Mercedes will attempt to become just the second team after Ferrari to win five consecutive world championship doubles at this weekend’s Brazilian GP.
With Lewis Hamilton clinching the team’s fifth successive drivers’ title in Mexico, Mercedes have a chance to wrap up another constructors’ crown at Interlagos ahead of Ferrari – a feat which would see them equal a significant F1 record held by their biggest rivals.
“I really want to win this constructors’ title for the team,” Hamilton told Sky F1. “It really means the world to the team.
“My sole goal now is to try and win these next two races and give them that.”
Mercedes hold a 55-point advantage and need to be 43 points ahead by end of Sunday’s race to clinch the teams’ championship with a race to spare.
That means Ferrari must outscore Mercedes by 13 points to extend the fight on to the season finale in Abu Dhabi on November 25.
Ferrari have outscored Mercedes in each of the last two races to stay in the hunt – by 12 points in Austin and 11 points in Mexico – but require an even stronger weekend in Brazil to take it down to the wire.

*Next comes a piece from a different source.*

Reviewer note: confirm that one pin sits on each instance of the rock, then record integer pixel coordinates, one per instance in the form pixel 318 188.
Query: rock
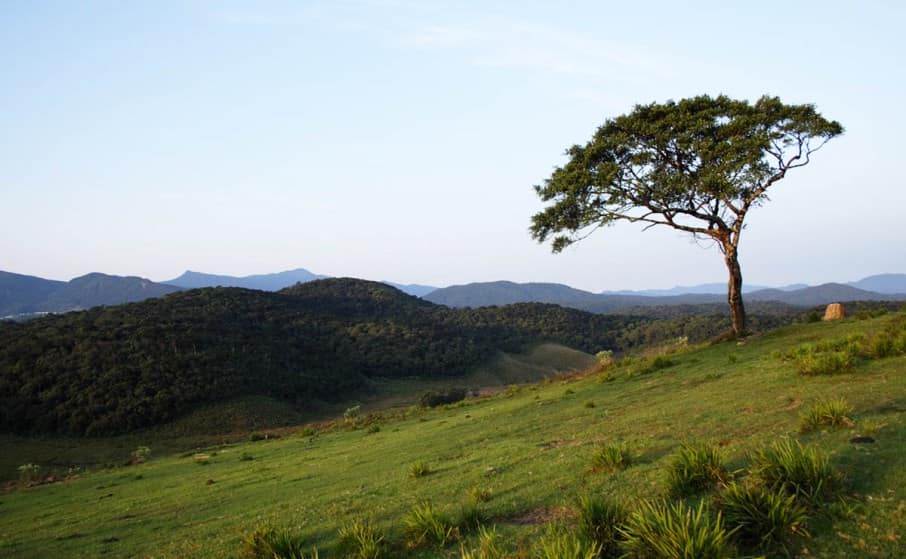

The Brazilian GP is exclusively live on Sky Sports this weekend. Sunday’s race begins at 5.10pm – and is also being broadcast on Sky One.
History beckons for Mercedes
While Ferrari’s overall record of six Constructors’ Championship victories in a row (1999-2004) is safe for at least 12 months, Mercedes can match the Scuderia’s impressive run of five consecutive Drivers’ and Constructors’ Championships doubles.
Ferrari secured a clean sweep of titles between 2000 and 2004 with Michael Schumacher spearheading their challenge on the track in what stands as the longest period of dominance in F1.
Mercedes’ unbeaten run started in 2014 when the Brackley team emerged as the grid’s strongest force following the introduction of V6 turbo engines.
Hamilton keen to secure fifth double
Hamilton has twice previously wrapped the title up before the final round – with three races to spare in 2015 and two races left in 2017 – but has never won any of those subsequent five races, with his team-mates instead winning four of them.
However, after finishing only third and fourth respectively in the US-Mexico double header, Hamilton said: “I have no idea why I struggled so much in these last two and we all feel the pain of not winning those races and we still have the Constructors’ Championship to win, which I know will mean even more to all the guys back at the factory.”